Tales of Croatian wine: Dalmatia
There’s an old saying that goes “A vineyard needs a slave, wine needs a master.”. This one line perfectly encompasses all the hard work needed to make good wine and the will power required to prevail its seductiveness.
A sip of Croatia wine history
The history of wine-making in what today is Croatia might go all the way back to the Bronze Age as some research has shown that Illyrians living in Dalmatia may have grown grapevines at the time. However, the true beginning of wine production in the area is mostly associated with Ancient Greek settlers who came and settled on the Croatian coast back in approximately 500 BC.
Under the Roman Empire the production of wine grew and became more organized. As far as the quality, it was such that the wine made in this region was exported to other parts of the empire. Even during the reign of the Ottoman Empire, which had strict rules prohibiting alcohol, the production persisted because the Ottoman Turks were tolerant of the Catholic church traditions so priests were allowed to make wine necessary for church services.
How important grapevine cultivation was for people’s daily lives can be seen from the impact of phylloxera, a grapevine pest that appeared in Croatia at the turn of the 20th century. Following the destruction of vineyards, large number of people, even whole families who lived of wine-making, moved to Australia, New Zealand, South Africa, Canada and the Americas - especially California, Argentina and Chile, taking with them the knowledge and love of wine as well as some varieties such as Crljenak Kaštelanski which DNA analysis has shown is genetically equivalent to Zinfandel.
How to drink wine in Croatia
Well, besides the “usual” way of drinking wine, in adapting to daily life circumstances people in Croatia have found some additional ways to enjoy their wine.
Bevanda / Gemišt
Drinking bevanda or gemišt is a way of consuming wine by mixing it with water. Bevanda is a combination of plain water and usually red wine and is traditionally drunk in the southern part of Croatia – Dalmatia. Gemišt is more popular in the northern part of Croatia and is a combination of white wine and sparkling water.
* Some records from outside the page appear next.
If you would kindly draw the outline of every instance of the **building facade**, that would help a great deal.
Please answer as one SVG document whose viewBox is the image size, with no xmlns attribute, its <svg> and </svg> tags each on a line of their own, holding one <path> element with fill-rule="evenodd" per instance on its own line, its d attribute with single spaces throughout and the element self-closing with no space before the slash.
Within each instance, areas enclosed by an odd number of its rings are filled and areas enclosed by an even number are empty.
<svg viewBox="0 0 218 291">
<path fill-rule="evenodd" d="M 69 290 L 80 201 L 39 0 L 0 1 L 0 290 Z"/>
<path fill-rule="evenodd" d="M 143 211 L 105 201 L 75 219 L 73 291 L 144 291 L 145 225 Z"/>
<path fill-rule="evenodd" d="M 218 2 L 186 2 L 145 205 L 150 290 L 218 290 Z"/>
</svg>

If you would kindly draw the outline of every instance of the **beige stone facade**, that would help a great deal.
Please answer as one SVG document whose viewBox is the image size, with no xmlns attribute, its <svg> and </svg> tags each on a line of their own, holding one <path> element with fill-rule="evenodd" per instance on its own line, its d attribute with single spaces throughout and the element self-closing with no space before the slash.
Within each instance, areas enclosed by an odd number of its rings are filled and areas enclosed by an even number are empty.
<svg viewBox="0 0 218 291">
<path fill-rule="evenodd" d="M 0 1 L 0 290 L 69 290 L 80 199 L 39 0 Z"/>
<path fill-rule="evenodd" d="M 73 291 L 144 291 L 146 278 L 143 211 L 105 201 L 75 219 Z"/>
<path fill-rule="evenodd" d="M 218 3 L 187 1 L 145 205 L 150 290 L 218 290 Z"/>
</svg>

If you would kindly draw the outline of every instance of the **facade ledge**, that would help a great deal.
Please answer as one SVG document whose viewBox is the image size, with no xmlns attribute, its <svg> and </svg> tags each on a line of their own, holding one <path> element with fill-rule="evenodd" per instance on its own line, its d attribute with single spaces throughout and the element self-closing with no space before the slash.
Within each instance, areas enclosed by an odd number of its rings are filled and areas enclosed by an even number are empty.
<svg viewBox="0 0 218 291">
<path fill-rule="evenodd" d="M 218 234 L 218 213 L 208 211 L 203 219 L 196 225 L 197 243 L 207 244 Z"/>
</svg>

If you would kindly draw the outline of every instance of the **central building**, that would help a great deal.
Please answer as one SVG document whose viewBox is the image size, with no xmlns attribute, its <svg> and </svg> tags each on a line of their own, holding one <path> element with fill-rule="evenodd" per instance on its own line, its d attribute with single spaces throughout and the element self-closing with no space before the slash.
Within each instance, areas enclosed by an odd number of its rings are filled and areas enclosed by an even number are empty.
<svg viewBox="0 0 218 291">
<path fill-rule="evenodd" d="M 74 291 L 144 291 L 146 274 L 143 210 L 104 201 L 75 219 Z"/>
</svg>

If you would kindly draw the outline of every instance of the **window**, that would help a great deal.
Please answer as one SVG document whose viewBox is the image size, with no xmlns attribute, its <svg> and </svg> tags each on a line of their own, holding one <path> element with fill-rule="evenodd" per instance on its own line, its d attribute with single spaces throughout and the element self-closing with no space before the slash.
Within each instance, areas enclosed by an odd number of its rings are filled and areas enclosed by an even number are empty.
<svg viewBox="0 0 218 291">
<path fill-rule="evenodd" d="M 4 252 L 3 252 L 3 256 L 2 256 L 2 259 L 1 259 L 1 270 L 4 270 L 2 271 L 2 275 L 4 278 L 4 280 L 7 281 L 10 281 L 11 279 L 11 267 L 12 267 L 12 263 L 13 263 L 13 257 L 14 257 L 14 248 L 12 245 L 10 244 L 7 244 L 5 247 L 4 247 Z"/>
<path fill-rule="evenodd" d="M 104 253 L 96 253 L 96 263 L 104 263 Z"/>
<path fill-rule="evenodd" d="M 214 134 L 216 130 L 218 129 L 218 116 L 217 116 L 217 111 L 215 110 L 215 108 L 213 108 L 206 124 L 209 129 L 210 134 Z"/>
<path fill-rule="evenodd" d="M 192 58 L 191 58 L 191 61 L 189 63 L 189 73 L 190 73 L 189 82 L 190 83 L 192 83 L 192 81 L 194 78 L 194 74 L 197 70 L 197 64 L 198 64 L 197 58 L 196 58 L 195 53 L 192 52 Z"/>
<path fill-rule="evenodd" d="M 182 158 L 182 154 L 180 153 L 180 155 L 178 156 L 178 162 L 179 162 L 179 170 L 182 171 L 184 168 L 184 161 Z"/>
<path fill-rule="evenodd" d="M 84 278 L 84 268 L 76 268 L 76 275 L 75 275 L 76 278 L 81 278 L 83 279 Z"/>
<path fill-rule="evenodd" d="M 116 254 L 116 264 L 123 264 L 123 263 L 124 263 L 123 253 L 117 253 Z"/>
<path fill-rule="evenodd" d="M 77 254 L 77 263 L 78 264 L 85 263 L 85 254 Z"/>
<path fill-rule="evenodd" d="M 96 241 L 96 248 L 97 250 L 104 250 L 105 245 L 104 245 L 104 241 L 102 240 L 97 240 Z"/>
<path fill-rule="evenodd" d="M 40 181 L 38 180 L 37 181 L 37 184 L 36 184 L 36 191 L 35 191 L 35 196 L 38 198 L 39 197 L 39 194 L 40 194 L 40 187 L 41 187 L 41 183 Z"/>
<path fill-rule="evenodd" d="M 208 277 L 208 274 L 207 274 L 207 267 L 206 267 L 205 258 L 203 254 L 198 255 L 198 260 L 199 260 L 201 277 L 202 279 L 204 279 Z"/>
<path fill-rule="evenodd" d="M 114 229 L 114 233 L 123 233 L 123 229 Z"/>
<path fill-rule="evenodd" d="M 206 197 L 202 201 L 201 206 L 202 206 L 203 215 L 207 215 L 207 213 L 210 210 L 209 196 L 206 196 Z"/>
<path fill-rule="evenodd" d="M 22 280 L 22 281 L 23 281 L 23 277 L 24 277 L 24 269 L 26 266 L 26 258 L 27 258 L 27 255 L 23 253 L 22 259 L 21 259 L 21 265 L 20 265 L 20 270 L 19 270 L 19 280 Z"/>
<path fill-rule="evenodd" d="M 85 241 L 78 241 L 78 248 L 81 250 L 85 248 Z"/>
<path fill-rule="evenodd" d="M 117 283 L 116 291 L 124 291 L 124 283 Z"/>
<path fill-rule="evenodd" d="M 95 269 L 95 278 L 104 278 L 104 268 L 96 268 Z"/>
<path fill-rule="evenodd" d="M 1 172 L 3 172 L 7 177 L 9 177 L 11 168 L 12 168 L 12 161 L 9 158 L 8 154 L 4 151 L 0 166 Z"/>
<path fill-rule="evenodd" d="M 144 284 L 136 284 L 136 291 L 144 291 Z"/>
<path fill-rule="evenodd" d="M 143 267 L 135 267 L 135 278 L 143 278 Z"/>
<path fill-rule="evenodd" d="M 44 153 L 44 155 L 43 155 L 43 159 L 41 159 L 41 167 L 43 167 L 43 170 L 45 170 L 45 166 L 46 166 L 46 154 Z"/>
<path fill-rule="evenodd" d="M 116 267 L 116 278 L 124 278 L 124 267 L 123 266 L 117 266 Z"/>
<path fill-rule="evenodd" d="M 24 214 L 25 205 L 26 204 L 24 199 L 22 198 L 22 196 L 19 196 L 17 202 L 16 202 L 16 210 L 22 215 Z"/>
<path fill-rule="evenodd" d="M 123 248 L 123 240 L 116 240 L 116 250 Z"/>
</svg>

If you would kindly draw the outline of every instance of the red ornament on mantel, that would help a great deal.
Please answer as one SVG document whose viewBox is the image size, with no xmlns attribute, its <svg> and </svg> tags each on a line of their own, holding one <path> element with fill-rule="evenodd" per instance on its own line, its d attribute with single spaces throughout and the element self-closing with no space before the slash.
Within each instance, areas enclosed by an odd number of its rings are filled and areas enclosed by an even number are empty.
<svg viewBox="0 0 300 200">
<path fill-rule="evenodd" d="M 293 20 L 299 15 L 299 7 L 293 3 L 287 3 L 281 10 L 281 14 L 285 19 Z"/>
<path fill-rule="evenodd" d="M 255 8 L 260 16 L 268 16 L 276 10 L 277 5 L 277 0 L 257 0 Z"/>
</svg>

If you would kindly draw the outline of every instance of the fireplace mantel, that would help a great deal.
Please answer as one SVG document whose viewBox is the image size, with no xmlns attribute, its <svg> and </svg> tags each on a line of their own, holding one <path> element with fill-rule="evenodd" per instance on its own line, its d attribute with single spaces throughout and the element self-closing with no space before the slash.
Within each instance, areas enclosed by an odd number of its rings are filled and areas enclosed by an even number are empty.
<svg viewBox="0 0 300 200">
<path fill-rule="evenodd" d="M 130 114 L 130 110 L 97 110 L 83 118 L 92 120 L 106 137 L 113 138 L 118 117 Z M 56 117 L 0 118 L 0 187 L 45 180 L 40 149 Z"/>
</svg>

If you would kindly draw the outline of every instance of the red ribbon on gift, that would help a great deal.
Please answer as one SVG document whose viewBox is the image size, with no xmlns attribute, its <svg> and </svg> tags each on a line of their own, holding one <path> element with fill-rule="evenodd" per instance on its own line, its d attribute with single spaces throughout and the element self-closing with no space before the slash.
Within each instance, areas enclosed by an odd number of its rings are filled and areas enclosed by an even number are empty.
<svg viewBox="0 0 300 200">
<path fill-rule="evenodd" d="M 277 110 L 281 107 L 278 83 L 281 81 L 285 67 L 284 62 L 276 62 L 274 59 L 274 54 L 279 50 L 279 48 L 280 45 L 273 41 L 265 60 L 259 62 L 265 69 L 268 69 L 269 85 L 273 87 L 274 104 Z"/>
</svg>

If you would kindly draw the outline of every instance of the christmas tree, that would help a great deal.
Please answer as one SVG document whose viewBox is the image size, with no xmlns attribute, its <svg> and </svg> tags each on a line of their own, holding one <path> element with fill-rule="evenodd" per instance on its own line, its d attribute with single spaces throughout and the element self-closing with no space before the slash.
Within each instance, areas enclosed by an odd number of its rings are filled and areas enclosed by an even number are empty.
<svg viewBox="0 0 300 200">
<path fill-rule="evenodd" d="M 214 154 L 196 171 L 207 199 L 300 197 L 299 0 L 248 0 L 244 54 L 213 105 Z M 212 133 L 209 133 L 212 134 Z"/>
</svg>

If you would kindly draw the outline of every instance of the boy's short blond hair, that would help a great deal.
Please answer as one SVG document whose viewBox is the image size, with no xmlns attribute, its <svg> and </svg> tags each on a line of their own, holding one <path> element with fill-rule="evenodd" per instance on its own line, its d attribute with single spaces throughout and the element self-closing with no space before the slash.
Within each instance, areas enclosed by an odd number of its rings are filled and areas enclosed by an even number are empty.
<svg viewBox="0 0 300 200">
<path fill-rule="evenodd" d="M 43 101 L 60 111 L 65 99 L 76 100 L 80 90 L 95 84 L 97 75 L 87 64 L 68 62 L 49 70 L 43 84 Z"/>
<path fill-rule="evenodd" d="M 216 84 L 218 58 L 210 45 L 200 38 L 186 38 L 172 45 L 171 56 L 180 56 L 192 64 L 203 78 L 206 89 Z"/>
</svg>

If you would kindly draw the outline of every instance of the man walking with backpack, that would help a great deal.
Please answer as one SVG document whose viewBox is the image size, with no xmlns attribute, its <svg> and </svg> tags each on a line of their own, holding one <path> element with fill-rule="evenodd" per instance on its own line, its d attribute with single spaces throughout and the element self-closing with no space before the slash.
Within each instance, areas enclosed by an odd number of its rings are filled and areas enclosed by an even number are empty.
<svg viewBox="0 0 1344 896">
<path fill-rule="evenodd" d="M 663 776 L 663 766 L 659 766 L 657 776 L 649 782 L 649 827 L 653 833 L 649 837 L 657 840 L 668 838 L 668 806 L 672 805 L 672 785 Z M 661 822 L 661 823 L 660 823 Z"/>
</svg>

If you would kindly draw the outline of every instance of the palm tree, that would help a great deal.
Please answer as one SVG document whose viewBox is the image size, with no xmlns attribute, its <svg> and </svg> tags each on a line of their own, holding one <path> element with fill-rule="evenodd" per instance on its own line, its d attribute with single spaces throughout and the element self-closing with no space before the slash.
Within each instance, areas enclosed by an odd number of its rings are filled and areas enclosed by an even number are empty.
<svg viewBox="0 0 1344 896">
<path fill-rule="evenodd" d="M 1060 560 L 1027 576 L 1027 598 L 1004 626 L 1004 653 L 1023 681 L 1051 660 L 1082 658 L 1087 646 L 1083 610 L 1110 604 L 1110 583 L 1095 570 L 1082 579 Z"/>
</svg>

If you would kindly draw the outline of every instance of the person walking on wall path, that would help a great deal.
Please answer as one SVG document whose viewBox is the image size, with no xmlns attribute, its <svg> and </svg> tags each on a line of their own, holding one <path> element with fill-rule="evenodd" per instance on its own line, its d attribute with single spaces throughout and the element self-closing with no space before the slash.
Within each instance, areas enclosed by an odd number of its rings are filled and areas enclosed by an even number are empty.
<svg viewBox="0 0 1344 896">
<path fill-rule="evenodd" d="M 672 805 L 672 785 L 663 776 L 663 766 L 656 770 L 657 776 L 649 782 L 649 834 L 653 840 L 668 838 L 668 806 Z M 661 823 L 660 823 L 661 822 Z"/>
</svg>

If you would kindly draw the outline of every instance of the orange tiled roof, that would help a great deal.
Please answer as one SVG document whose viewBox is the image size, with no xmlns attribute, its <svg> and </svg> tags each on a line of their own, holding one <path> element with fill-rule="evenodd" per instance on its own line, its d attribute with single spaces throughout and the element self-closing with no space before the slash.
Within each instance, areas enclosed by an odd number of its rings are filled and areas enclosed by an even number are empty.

The reason why someone would “commit the sacrilege” of mixing wine with anything has somewhat historic roots. In Dalmatia, especially on the islands, in the “old days” wine-making was not as fashionable as it is today but instead a way for people to make or at least improve their living. That’s why the “good wine” had to be sold in order to provide for other necessities, leaving the “not so good wine” for personal use. Mixing it with water, made it last longer and much more pleasant to drink.
Today people drink bevanda or gemišt because they want to enjoy wine while carrying on with their daily business. When making one of the above you can do it “pola – pola” (half – half) by having half a glass of wine, half of water or, if you are thirsty but have a lot going on that day, “prst – prst” (finger – finger), mixing “a finger “ amount (looking horizontally) of wine and “a finger “ amount (looking vertically) of water.
Smutica or Bikla
In a not so distant past, one of the issues concerning life in Dalmatia, particularly on the islands, was the shortage of drinking water. That might have been one of the reasons people started drinking Smutica or Bikla which is a combination of red wine and usually goat milk. Another reason might be it was, and stil is, considered to be a healthy beverage and as such was given to those in poor health, elders and even to children.
If you would like to find out more about Bikla and happen to be around at the time, you might consider visiting Biklijada – an event dedicated to this beverage held annually in the town Vrgorac. However, if you are thinking about trying to make the drink yourself, keep in mind you are supposed to use equal amount of wine and milk and mix them together just before drinking.
Having started with a saying, let’s end things with a joke. They say that Jesus was a Dalmatian. The prove, among other things, being he made wine out of water, or as we call it - bevanda.